Albert Pierrepoint seems to have had no qualms about hanging people and doesn't seem to have suffered any lasting psychological damage. I think he may have seen his job as a 'calling' or 'craft' because both his father and uncle had been hangmen. I think that he said that from being a schoolboy he’d wanted to be a hangman. He also took pride in being able to kill somebody quickly and efficiently.

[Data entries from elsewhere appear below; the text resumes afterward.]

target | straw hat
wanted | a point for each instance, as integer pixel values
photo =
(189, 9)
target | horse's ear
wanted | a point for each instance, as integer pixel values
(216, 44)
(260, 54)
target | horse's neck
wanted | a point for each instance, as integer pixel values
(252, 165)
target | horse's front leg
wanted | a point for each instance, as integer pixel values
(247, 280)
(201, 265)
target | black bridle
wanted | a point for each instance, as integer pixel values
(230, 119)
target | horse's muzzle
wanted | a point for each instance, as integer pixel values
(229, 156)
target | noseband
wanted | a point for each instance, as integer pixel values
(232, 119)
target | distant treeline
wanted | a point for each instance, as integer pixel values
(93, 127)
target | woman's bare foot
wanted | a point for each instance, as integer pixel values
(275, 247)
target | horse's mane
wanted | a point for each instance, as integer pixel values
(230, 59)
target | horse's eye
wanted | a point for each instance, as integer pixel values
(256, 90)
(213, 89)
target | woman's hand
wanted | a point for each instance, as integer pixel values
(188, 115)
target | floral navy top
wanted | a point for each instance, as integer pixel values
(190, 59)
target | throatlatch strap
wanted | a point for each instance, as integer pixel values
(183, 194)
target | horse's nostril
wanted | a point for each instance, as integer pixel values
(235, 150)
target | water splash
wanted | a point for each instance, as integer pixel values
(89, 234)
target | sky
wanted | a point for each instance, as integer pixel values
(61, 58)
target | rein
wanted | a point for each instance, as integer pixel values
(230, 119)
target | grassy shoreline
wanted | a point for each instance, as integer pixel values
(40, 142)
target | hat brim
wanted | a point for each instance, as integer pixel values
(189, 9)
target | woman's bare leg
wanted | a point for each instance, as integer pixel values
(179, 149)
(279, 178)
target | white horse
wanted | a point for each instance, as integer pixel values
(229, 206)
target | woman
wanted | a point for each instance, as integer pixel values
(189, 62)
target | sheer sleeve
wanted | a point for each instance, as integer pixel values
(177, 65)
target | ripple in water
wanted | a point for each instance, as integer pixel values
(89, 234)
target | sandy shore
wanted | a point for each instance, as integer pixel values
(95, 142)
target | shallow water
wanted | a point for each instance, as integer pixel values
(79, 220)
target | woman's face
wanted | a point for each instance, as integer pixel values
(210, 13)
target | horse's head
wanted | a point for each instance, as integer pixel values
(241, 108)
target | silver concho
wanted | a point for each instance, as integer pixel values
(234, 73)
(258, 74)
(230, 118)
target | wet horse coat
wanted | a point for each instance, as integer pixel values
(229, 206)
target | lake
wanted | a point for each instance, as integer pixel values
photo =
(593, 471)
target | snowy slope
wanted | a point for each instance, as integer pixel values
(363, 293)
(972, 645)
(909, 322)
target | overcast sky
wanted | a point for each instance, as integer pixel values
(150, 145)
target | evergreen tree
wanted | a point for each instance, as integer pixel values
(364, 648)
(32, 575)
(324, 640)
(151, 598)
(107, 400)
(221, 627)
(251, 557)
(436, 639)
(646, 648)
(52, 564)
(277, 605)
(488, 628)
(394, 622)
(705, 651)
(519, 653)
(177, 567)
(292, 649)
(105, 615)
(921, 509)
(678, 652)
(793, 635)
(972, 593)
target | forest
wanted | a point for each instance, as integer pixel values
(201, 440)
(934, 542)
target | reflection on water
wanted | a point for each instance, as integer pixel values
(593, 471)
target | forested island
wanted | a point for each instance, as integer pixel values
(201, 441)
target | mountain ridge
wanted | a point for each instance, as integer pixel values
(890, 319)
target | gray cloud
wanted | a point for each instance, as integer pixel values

Some British hangmen have suffered psychological damage. John Ellis, from Rochdale, committed suicide and the Yorkshire hangman, James Berry, also seems to have suffered some kind of PTSD. In his memoirs, James Berry, wrote about hanging Mary Ann Britland at Strangeways Gaol in August 1886. She was the first woman to be hanged at Strangeways. Mrs Britland was also from Ashton and was found guilty of murder by poisoning her husband, daughter, and best friend. I believe that Mrs Britland was dragged to the scaffold kicking and screaming. Berry said that many years after executing her Mrs Britland he could still hear her screams in his head.